Scintilla / Feature Requests / #1238 Improve performance of PositionCache::MeasureWidths()

Zufu Liu - 2018-10-26

with

if (size_ != 0) { size_ = NextPowerOfTwo(size_); }

changed to

if (size_ & (size_ - 1)) { size_ = NextPowerOfTwo(size_); }

maybe if ((probe != 0) && (len < 30)) { can be changed to if ((len < 30)) {.

pc-1.diff
If you would like to refer to this comment somewhere else in this project, copy and paste the following link:

Neil Hodgson - 2018-11-18

Using a power of two for a hash table can actually lead to worse distribution with a simple hash function. Some authors recommend always using a prime size.

I would want to see benchmark evidence before changing anything here and its unlikely that performing a modulo will be particularly noticeable compared with other aspects such as the loop in PositionCacheEntry::Hash.

Its possible that there are big performance wins in PositionCache but its likely the biggest win would be to simply use a larger default size since memory is much more available than it was 10 years ago when this code was written. If someone wants to work on PositionCache performance then the first stage should be to build a test program (possibly with a mocked but expensive Surface::MeasureWidths) that just exercises this feature. Run a profiler to get a feel for where the time goes then look at the times with different cache sizes on some representative files.

The check for pces.empty() was likely to allow turning off the position cache with SCI_SETPOSITIONCACHE(0) although I don't know if that path actually works.

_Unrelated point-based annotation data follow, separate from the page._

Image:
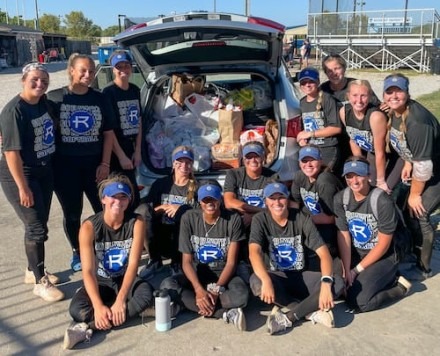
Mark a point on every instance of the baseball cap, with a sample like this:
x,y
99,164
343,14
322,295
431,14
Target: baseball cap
x,y
116,188
274,188
209,191
396,81
183,154
253,148
313,152
120,57
309,73
357,167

If you would like to refer to this comment somewhere else in this project, copy and paste the following link:

Zufu Liu - 2018-11-19

Screenshots using VS2017 15.9.1 CPU Usage Profiler (SC_TECHNOLOGY_DIRECTWRITE on Win10 i5-4570), with text from https://github.com/zufuliu/notepad2/issues/79.

and.png

mod.png

If you would like to refer to this comment somewhere else in this project, copy and paste the following link:

Neil Hodgson - 2018-11-20

That's a very unusual file with 4.5 million NUL bytes followed by a small amount of readable text. Its not a case that represents common usage so does not deserve much special treatment.

If fast performance with files like this is an important use of your application, then the line layout cache level can be increased with SCI_SETLAYOUTCACHE(SC_CACHE_PAGE). This could either be unconditional or be triggered by very wide lines. Due to changes to allow lines to overlap, SC_CACHE_CARET is no longer as effective as it was.

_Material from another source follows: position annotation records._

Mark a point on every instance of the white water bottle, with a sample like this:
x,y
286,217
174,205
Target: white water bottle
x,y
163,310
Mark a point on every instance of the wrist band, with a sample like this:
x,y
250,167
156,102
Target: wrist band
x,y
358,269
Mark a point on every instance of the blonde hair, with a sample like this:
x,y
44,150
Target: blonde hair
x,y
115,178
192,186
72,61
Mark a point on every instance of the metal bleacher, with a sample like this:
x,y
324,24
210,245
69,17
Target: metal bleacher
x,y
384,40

If you would like to refer to this comment somewhere else in this project, copy and paste the following link:

Zufu Liu - 2019-04-15

Find a redundent loop in EditView::LayoutLine() (line 428-431):

for (Sci::Position styleInLine = 0; styleInLine < numCharsInLine; styleInLine++) { const unsigned char styleByte = ll->styles[styleInLine]; ll->styles[styleInLine] = styleByte; }
If you would like to refer to this comment somewhere else in this project, copy and paste the following link:
- Neil Hodgson - 2019-04-25
  
  Removed with [40f158].
  
  Related
  
  Commit: [40f158]
  
  If you would like to refer to this comment somewhere else in this project, copy and paste the following link:

Zufu Liu - 2019-04-16

Improve readability for EditView::LayoutLine() .

LayoutLine.diff

If you would like to refer to this comment somewhere else in this project, copy and paste the following link:
- Neil Hodgson - 2019-04-17
  
  I think a better simplification of the case forcing code would be to unify the two portions (checking and assignment) into a separate function that returned the case forced value then call that in both situations.
  
  If you would like to refer to this comment somewhere else in this project, copy and paste the following link:
- Neil Hodgson - 2019-04-25
  
  That diff exits the loop early when a mismatch found so style_byte isn't the last value when compared just after the loop.
  
  The current code checks for membership in the set of current word characters for camel case forcing but this appears excessive for the application: displaying ASCII-letter-only keywords in a preferred way. Patch 7474 simplifies this by replacing Document::IsASCIIWordByte with new IsUpperOrLowerCase function. Document::IsASCIIWordByte is only used for this feature so is removed.
  
  Patch 7475 hoists the case forcing code into its own function, simplifying the two loops.
  
  Further simplifications and optimizations could be performed but its unlikely that much additional complexity would be justified by performance increases. Most changes change the line length so don't even go into this code.
  
  scintilla_7474.patch
  
  scintilla_7475.patch
  
  If you would like to refer to this comment somewhere else in this project, copy and paste the following link:
  - Neil Hodgson - 2019-04-27
    
    Committed these with minor changes and documentation as [cdb7af] and [93d24d].
    
    Related
    
    Commit: [93d24d]
    Commit: [cdb7af]
    
    If you would like to refer to this comment somewhere else in this project, copy and paste the following link:

Zufu Liu - 2019-04-26

If the loop exits early, allSame will be false, so the result LineLayout::llInvalid not changed.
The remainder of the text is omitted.